INDIANAPOLIS – Consider disease activity, patient comorbidities, treatment tolerability, and patient or physician preference when prescribing disease-modifying therapy for multiple sclerosis patients.
“Where I practice, patient preference can sound something like, ‘My sister-in-law’s cousin’s friend at church takes drug X, and that’s the one I’m interested in,’ ” said Dr. Myla D. Goldman, a neurologist who directs the James Q. Miller Multiple Sclerosis Clinic at the University of Virginia, Charlottesville. “It’s sometimes guided by just familiarity or word of mouth, or something that they’ve read or someone that they know. In terms of our own preferences as clinicians, those are much harder to characterize. I think they become shaped over time and our own experiences, as well as being guided by evidence-based medicine.”

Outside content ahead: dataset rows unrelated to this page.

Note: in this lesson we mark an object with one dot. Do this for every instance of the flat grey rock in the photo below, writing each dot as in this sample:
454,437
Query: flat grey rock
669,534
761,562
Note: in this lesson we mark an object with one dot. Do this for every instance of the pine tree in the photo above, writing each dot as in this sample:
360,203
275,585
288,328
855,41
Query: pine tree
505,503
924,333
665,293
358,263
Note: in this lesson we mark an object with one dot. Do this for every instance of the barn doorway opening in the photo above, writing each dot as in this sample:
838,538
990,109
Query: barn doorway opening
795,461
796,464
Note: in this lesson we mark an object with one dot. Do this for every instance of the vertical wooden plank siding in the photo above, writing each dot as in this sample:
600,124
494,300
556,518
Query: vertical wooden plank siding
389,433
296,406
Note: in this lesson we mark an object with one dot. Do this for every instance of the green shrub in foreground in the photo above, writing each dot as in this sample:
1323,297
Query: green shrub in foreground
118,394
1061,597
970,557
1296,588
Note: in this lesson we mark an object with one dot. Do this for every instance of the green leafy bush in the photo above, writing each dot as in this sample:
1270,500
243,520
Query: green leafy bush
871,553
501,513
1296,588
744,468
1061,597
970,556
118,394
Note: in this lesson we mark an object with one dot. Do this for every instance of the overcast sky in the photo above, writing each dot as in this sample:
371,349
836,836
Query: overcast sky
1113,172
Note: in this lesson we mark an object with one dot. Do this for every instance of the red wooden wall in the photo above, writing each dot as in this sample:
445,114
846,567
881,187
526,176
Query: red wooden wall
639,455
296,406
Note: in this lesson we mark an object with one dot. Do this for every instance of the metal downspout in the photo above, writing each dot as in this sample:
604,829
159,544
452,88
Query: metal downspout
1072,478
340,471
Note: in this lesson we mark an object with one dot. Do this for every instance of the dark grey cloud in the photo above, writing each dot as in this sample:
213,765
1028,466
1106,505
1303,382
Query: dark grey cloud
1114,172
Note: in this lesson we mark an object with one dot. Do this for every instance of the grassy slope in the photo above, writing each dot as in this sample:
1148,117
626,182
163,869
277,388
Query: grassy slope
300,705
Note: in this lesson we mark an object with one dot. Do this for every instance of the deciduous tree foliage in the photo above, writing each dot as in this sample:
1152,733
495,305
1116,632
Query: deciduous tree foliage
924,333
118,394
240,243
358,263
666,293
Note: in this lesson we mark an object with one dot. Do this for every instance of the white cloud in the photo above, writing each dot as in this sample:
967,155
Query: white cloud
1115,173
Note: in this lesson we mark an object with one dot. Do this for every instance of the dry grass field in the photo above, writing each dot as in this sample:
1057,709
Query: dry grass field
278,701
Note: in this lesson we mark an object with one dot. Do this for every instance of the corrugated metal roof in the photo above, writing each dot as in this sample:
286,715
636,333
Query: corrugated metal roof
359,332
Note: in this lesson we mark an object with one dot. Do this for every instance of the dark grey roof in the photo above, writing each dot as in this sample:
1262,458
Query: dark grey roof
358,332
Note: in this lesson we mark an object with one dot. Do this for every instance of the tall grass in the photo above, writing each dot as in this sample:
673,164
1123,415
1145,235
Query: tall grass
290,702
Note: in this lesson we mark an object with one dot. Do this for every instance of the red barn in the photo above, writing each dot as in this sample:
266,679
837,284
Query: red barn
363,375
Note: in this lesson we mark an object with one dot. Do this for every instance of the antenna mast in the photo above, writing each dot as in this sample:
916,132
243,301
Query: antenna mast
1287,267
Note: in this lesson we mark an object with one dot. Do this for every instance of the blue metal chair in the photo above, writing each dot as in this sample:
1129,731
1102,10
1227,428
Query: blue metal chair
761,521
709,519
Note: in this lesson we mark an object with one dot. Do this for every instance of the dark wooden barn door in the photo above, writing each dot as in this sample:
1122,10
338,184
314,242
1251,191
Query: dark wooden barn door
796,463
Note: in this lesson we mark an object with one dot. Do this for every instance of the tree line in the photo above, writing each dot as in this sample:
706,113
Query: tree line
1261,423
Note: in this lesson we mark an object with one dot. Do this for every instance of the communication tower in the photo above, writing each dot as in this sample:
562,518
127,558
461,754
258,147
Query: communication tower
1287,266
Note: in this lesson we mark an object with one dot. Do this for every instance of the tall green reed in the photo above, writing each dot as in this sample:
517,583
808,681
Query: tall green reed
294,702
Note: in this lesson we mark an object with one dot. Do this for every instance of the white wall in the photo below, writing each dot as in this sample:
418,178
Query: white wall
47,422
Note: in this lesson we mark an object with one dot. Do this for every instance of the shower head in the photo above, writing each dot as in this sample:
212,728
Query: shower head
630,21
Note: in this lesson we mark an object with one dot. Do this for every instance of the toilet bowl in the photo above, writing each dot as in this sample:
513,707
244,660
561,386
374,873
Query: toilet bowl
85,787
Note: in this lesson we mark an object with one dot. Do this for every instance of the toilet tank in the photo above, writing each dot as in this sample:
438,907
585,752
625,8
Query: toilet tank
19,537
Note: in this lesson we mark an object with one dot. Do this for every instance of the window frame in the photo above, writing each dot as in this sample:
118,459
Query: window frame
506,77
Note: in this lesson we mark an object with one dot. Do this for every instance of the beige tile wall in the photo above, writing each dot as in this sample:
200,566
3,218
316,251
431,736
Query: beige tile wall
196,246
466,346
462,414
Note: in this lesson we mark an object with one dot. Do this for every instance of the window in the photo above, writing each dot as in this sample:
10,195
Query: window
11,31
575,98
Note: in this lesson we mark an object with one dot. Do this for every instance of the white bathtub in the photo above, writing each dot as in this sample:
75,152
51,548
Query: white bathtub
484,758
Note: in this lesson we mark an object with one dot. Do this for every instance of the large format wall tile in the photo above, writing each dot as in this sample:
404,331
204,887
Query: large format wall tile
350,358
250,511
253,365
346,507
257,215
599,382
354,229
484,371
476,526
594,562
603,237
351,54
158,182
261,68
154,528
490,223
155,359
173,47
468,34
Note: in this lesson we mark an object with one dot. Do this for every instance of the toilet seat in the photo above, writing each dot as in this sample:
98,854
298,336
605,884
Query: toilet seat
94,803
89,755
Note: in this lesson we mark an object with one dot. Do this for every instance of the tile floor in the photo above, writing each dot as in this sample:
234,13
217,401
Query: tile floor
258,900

In a survey, 102 neurologists were asked about how they made decisions regarding the prescription of disease-modifying therapies (DMTs) for patients with MS (Patient Prefer. Adherence 2014;8:415-22). More than 80% ranked efficacy as the most important attribute of DMT medication selection, followed by safety, tolerability, patient preference, and convenience (including dosing frequency and administration method). In a separate study presented at the 2014 meeting of the American Academy of Neurology, 1,628 MS patients in Germany were asked about the importance of different DMT features (Neurology 2014;82[10 Suppl.]:P3.137). They ranked oral administration as the most important attribute in guiding their DMT preference, while the second most relevant attribute was frequency of administration.
In a more recent study, 50 patients with relapsing-remitting MS were asked about their preferences for attributes of DMTs (Int. J. MS Care 2015;17:74-82). Survey respondents showed the highest preference for medications that would improve their symptoms, which is not a proven DMT outcome. Preventing relapses, which is a key clinical trial outcome, was not associated with significant preferences.
“This is important to know but adds another layer of challenge and complication [because] what we understand most about many of these agents is their effect on relapse rates,” Dr. Goldman said at the annual meeting of the Consortium of Multiple Sclerosis Centers. “It’s another disconnect in terms of what we’re thinking about, the tools that we have, and where our patients are coming from.”
Other factors to consider when selecting a DMT include disease activity/burden, risk/prognostic factors, treatment safety/tolerability, comorbidity, and treatment access/logistics. “As we’ve had more and more [DMT] choices available to us, we’ve become more restricted in how we make choices – which patients can have what choices in what order,” she said. “This is a reality that we all have to face but is something that varies from third-party payers and region, and can be really complicated to navigate.”
In general, Dr. Goldman continued, it’s recognized that more active disease requires more effective therapies with greater tolerance for risk. However, evidence suggesting that early disease activity predicts long-term outcome is poor, “not because it may not be true but because we don’t have as robust data as we would like,” she said. “We also have few [clinical] trials focused on this group. So when we look at high disease activity, it’s typically in a subgroup analysis. There are risks for underpowering and a lack of direct comparisons among therapies. I have found that my idea of disease activity and my individual patient’s idea of disease activity sometimes differ. Perhaps I think we need to make a change, and they feel comfortable with what they’re taking, or vice versa.”
There are various predictors of disease activity and outcomes based on early signs and symptoms, “but these outcomes are variable when we are comparing across studies,” she noted. These predictors and outcomes include:
• Early disease activity predicts relapse disease activity early, especially with posterior fossa lesions and enhancing lesions.
• Early MRI activity predicts long-term disability.
• A baseline T2 lesion burden predicts change in the Kurtzke Expanded Disability Status Scale (EDSS) and progression to secondary-progressive MS.
• A T2 lesion change at 1 year predicts EDSS change.
• Brain atrophy over 2 years predicts EDSS at 8 years.
Favorable prognostic factors include monofocal onset, onset with optic neuritis or isolated sensory symptoms, younger age at onset, being white, being female, having a low relapse rate in the first 2-5 years, and a long interval between the first and second relapse. “That’s where early treatment and impact on relapse rate has a really important role,” she said.
Unfavorable factors in relapsing-remitting MS include multifocal onset, being black, older age at onset, being male, high relapse rate in the first 2-5 years, disability at 5 years, cognitive impairment, high MRI lesion load at baseline, atrophy and T1 holes on MRI, and being a smoker.